Another week, another bunch of Stan updates.
- Kevin Van Horn and Elea McDonnell Feit put together a tutorial on Stan [GitHub link] that covers linear regression, multinomial logistic regression, and hierarchical multinomial logistic regression.
- Andrew has been working on writing up our “workflow”. That includes Chapter 1, Verse 1 of Bayesian Data Analysis of (1) specifying joint density for all observed and unobserved quantities, (2) performing inference, and (3) model criticism and posterior predictive checks. It also includes fake data generation and program checking (the Cook-Gelman-Rubin procedure; eliminating divergencent transitions in HMC) and comparison to other inference systems as a sanity check. It further includes the process of building up the model incrementally starting from a simple model. We’re trying to write this up in our case studies and make it the focus of the upcoming Stan book.
- Ben Goodrich working on RStanArm with lots of new estimators, specifically following from nlmer, for GLMs with unusual inverse functions. This led to some careful evaluation, uncovering some multimodal behavior.
- Breck Baldwin has been pushing through governance discussions so we can start thinking about how to make decisions about the Stan project when not everyone agrees. I think we’re going to go more with a champion model than a veto model; stay tuned.
- Mitzi Morris has been getting a high-school intern up to speed for doing some model comparisons and testing.
- Mitzi Morris has implemented the Besag-York-Mollie likelihood with improved priors provided by Dan Simpson.
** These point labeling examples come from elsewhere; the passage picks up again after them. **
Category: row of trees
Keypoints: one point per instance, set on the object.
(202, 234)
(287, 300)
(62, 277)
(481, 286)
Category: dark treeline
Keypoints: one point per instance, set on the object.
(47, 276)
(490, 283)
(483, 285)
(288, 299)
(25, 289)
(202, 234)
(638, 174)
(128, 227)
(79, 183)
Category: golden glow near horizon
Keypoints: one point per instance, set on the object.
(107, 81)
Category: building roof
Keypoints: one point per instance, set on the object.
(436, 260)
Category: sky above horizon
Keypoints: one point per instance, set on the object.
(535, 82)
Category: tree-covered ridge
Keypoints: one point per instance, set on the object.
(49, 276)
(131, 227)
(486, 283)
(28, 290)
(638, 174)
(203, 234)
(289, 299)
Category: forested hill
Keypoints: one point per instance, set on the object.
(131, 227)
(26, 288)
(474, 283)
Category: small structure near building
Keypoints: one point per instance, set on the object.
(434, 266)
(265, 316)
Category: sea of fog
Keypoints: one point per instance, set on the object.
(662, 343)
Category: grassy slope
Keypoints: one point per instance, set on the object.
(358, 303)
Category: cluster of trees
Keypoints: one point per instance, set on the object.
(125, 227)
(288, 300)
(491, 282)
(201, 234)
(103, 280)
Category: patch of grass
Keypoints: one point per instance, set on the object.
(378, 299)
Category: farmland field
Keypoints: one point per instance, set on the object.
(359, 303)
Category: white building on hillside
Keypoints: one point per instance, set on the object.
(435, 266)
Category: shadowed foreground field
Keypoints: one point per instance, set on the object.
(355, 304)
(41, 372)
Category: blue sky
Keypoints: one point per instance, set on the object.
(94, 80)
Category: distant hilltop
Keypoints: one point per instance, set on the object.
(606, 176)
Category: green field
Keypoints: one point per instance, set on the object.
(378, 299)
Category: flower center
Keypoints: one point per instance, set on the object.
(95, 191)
You can check out the ongoing branch in the stan-dev/example-models repo.
- Aki Vehtari has been working on improving Pareto smoothed importance sampling and refining effective sample size estimators.
- Imad Ali has prototypes of the intrinsic conditional autoregressive models for RStanArm.
- Charles Margossian is working on gradients of steady-state ODE solvers for Torsten and a mixed solver for forcing functions in ODEs; papers are in the works, including a paper selected to be highlighted at ACoP.
- Jonah Gabry is working on a visualization paper with Andrew for submission and is gearing up for the Stan course later this summer. Debugging R packages.
- Sebastian Weber has been working on the low-level architecture for MPI including a prototype linked from the Wiki. The holdup is in shipping out the data to the workers. Anyone know MPI and want to get involved?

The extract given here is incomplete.